Le Conseil Supérieur de Liberté et de la Communication est un organe constitutionnel chargé de veiller au bon fonctionnement de la liberté de l’information, et de la communication (article 161 et 162 de la constitution). La loi organique n°4 – 2003 du 18 janvier 2003 détermine les missions, l’organisation, la composition et le fonctionnement de Conseil Supérieur de Liberté et de la Communication. Cependant, cette institution n’a le droit de suspendre les organes de presse qu’en cas de non respect des cahiers de charge. Les sanctions infligées aux journaux précédemment cités sont donc arbitraires puisque la loi ne les prévoit pas. L’article 8 de la loi organique n°4 – 2003 lui donne la possibilité d’infliger à un organe des sanctions financières.

« Lorsqu’un organe de presse se rend coupable de violations manifestes et répétés des lois et règlements régissant la liberté de presse et de communication, le conseil de la liberté de communication à pouvoir de lui infliger des sanctions financières dont les modalités sont déterminées par voie réglementaire ».

Par ailleurs, les procédés utilisés par le CSLC portent à réflexion : les journalistes sont convoqués par téléphone, sans aucune notification écrite. Les résultats des auditions ont été présentés à Télé Congo en date du 1er juin 2013 sans qu’ils n’aient été préalablement transmis aux intéressés. Il leur a fallu organiser une conférence de presse en date du 3 juin 2013 pour qu’une notification écrite étayant les accusations leur soit transmise. Les accusations précédemment citées n’étaient pas accompagnées d’un argumentaire pouvant les justifier.

L’OCDH constate que le point commun entre ces journaux suspendus de parution est leur ligne éditoriale très critique à l’égard de la mauvaise gouvernance qui prévaut au Congo.

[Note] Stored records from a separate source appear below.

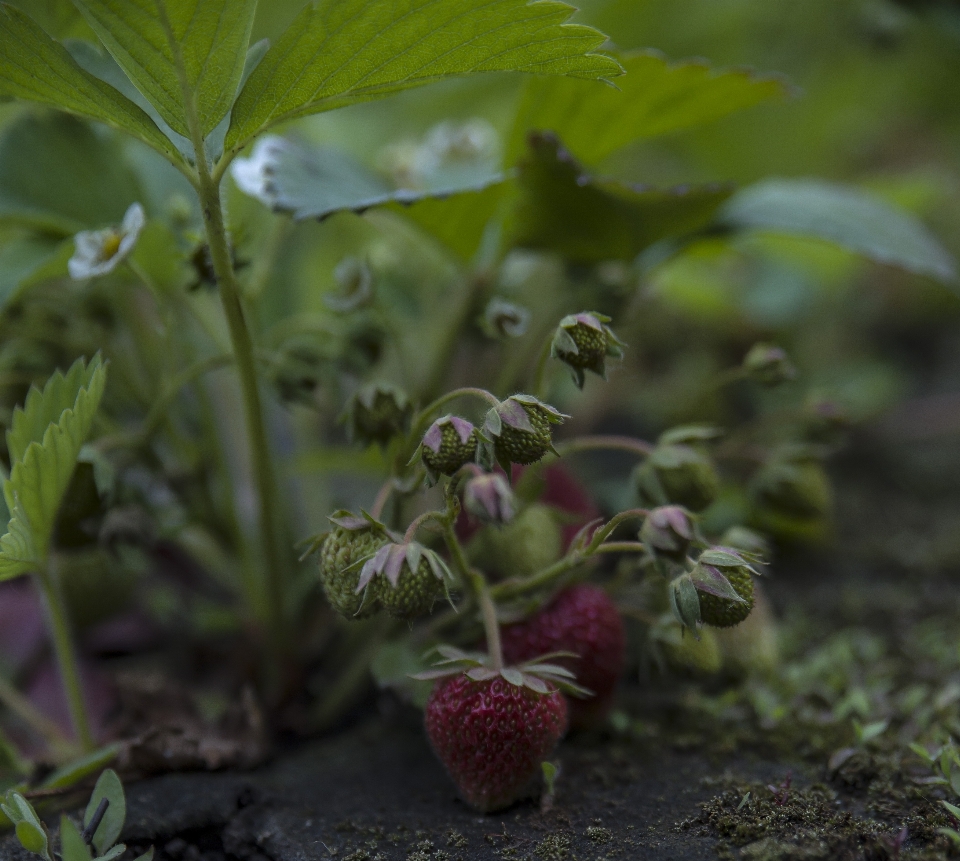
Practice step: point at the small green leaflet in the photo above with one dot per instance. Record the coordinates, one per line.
(340, 52)
(587, 220)
(109, 787)
(44, 457)
(654, 97)
(168, 45)
(36, 68)
(845, 216)
(315, 182)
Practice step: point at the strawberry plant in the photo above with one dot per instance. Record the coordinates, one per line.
(291, 378)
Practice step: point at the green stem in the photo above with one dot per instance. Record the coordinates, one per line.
(453, 334)
(158, 411)
(490, 624)
(243, 350)
(20, 706)
(540, 375)
(605, 443)
(414, 527)
(513, 588)
(544, 577)
(344, 690)
(423, 418)
(66, 655)
(481, 590)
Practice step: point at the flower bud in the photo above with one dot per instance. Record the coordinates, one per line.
(448, 444)
(583, 342)
(520, 428)
(355, 282)
(678, 474)
(768, 364)
(377, 412)
(794, 484)
(488, 497)
(668, 531)
(502, 319)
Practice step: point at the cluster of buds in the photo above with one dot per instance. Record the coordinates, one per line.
(521, 428)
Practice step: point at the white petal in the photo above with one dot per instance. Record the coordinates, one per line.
(252, 175)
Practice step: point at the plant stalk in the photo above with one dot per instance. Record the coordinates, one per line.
(243, 350)
(66, 655)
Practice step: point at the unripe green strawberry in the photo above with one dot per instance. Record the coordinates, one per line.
(344, 550)
(797, 487)
(450, 443)
(406, 578)
(520, 428)
(678, 474)
(583, 342)
(377, 412)
(525, 545)
(751, 648)
(723, 612)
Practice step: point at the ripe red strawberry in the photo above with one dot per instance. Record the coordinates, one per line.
(492, 735)
(582, 620)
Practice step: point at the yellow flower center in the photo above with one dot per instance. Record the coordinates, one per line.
(111, 245)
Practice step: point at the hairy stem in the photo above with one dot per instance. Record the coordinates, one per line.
(243, 350)
(540, 374)
(66, 655)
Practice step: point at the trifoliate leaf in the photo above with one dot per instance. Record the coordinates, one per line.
(169, 46)
(654, 97)
(587, 220)
(340, 52)
(44, 457)
(845, 216)
(36, 68)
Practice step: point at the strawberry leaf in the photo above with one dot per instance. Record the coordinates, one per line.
(341, 52)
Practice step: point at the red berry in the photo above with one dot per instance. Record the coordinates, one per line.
(492, 736)
(582, 620)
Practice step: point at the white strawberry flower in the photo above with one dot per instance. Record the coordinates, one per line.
(99, 251)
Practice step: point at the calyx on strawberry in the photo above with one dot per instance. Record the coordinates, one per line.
(584, 342)
(520, 428)
(377, 412)
(406, 578)
(449, 443)
(724, 583)
(352, 542)
(491, 728)
(581, 621)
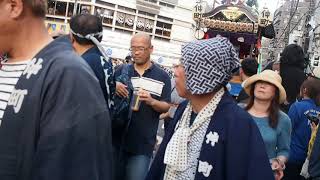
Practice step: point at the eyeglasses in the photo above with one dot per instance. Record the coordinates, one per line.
(140, 49)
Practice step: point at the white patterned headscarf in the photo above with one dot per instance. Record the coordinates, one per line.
(208, 64)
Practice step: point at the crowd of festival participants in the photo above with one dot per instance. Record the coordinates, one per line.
(66, 113)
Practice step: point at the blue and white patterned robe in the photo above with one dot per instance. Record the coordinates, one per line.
(239, 153)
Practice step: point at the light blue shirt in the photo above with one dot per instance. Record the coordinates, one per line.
(277, 141)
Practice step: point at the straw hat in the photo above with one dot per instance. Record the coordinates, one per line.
(270, 77)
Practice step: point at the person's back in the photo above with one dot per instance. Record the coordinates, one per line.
(86, 30)
(48, 131)
(301, 126)
(152, 87)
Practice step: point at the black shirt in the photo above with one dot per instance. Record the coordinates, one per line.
(141, 136)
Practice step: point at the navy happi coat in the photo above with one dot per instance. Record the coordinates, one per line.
(56, 125)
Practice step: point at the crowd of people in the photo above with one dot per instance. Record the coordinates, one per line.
(66, 113)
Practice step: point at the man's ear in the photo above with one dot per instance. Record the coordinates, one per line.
(71, 38)
(15, 8)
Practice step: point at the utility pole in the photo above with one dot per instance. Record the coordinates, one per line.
(306, 26)
(292, 9)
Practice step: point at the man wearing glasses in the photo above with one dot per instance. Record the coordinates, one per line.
(151, 85)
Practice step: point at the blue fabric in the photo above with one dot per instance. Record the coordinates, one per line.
(235, 88)
(314, 163)
(63, 129)
(141, 135)
(137, 167)
(239, 154)
(93, 58)
(277, 141)
(301, 131)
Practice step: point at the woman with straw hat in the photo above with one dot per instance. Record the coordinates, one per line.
(266, 95)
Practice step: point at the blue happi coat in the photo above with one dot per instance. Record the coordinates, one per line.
(239, 154)
(56, 125)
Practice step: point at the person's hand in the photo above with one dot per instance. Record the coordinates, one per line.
(277, 167)
(146, 97)
(121, 90)
(278, 174)
(313, 126)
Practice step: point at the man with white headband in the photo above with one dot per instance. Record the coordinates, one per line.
(86, 35)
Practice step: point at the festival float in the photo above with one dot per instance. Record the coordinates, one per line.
(243, 25)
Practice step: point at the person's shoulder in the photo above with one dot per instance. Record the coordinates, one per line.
(233, 111)
(67, 60)
(162, 73)
(284, 119)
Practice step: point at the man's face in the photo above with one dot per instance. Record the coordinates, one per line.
(180, 79)
(141, 50)
(9, 13)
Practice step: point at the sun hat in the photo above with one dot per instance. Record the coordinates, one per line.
(270, 77)
(208, 64)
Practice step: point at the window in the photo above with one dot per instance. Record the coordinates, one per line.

De plus, le CSLC a décidé d’effectuer un contrôle technique et financier des journaux congolais. Aucune disposition légale ne prévoit cette activité : le statut du contrôleur, la méthodologie et la finalité de ce contrôle. Ainsi, cette action est perçue comme une manœuvre pour museler les journaux qui ont une ligne éditoriale portée sur les questions de gouvernance démocratique et d’instauration de l’Etat de droit. Cette crainte est alimentée par le fait que certains directeurs de publications des journaux précédemment cités reçoivent des appels de la part des hauts responsables des administrations policières, les menaçant de mort s’ils ne changeaient leur ligne éditoriale.

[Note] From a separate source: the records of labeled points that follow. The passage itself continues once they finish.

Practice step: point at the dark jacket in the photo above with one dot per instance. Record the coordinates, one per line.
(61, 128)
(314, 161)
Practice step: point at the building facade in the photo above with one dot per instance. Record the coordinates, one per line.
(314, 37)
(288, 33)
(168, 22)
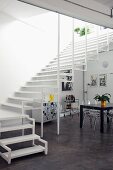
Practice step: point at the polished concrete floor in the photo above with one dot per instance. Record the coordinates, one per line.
(73, 149)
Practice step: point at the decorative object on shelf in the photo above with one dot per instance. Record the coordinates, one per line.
(51, 97)
(49, 111)
(93, 80)
(105, 64)
(103, 99)
(67, 85)
(103, 80)
(81, 31)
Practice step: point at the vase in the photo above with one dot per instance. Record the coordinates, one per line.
(103, 103)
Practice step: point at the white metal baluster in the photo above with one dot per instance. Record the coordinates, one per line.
(85, 47)
(42, 119)
(0, 128)
(108, 39)
(97, 32)
(22, 115)
(58, 78)
(73, 50)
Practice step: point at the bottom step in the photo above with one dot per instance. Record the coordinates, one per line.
(25, 151)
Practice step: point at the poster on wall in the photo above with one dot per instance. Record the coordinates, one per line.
(103, 80)
(67, 86)
(93, 80)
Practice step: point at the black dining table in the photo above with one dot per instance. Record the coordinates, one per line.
(108, 107)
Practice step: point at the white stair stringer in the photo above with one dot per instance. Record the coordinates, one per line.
(10, 154)
(45, 82)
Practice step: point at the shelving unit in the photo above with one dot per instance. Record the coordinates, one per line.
(10, 154)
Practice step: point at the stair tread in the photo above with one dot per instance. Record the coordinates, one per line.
(6, 115)
(25, 151)
(23, 98)
(26, 92)
(16, 105)
(48, 86)
(19, 106)
(19, 127)
(43, 80)
(19, 139)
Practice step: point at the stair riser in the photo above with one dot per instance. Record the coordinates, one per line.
(31, 89)
(10, 108)
(15, 109)
(28, 95)
(37, 89)
(18, 101)
(42, 83)
(45, 78)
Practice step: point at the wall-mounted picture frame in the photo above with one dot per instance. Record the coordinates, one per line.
(103, 80)
(67, 86)
(93, 80)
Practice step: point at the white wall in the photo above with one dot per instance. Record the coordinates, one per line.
(24, 51)
(77, 87)
(96, 67)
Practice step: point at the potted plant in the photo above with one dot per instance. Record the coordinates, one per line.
(103, 98)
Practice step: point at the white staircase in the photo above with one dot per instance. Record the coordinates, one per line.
(45, 82)
(10, 154)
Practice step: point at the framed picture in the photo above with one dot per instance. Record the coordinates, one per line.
(93, 80)
(103, 80)
(67, 86)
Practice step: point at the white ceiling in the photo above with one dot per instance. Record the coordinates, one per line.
(108, 3)
(19, 10)
(94, 11)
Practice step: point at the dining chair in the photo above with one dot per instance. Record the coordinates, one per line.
(75, 108)
(92, 115)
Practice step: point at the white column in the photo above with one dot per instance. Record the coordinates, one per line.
(73, 50)
(107, 39)
(85, 46)
(58, 78)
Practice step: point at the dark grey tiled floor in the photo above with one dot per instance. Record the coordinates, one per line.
(73, 149)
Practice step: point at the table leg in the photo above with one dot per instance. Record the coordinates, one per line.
(81, 116)
(101, 121)
(107, 117)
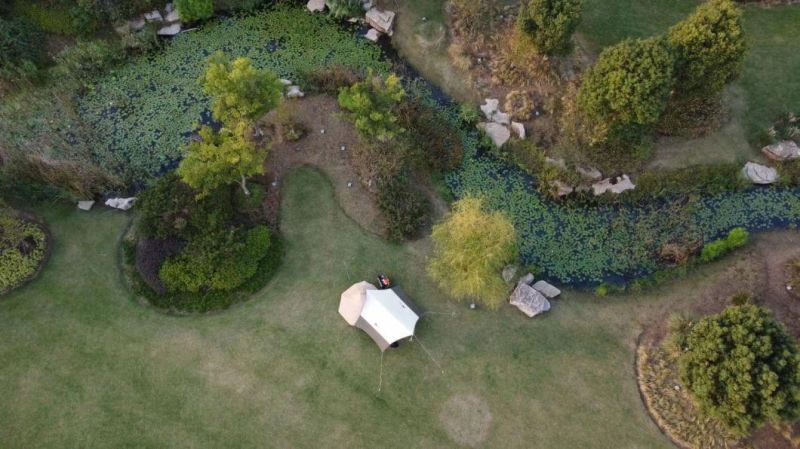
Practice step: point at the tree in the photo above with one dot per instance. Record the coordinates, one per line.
(240, 91)
(549, 24)
(709, 48)
(742, 368)
(344, 9)
(221, 158)
(372, 103)
(626, 90)
(471, 247)
(194, 10)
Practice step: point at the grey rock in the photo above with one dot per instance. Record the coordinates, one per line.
(121, 203)
(759, 174)
(786, 150)
(497, 132)
(529, 301)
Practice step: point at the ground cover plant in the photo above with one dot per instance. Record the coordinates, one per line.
(258, 374)
(143, 112)
(22, 249)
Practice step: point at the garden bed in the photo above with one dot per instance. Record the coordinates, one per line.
(25, 244)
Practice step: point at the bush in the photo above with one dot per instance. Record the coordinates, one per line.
(344, 9)
(20, 50)
(22, 249)
(404, 208)
(549, 24)
(742, 368)
(372, 105)
(471, 247)
(626, 90)
(216, 260)
(194, 10)
(86, 59)
(709, 49)
(736, 238)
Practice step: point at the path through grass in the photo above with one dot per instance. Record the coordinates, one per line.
(85, 366)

L’OCDH considère la délibération CSLC comme un abus et excès de pouvoir. Au lieu de garantir la liberté de communication, il s’est attelé à conditionner cette liberté. L’avalanche de suspensions massives de parution de journaux pendant des durées excessives décrédibilise son action.

Au regard de ce qui précède, l’OCDH recommande vivement au gouvernement :

– De faire respecter la Constitution dans ses dispositions relatives à la liberté de la presse ;

– De veiller au respect de la loi organique n°4 – 2003 du 18 janvier 2003 déterminant les missions, l’organisation, la composition et le fonctionnement de Conseil Supérieur de Liberté et de la Communication ;

– De prendre les mesures nécessaires pour faire annuler sans condition la délibération n°006-2013 / CSLC-CM.

– De faire cesser les menaces envers les responsables des organes de presse ;

– De garantir en toutes circonstances les libertés de presse et de la communication telles que garanties par la déclaration universelle des droits de l’Homme.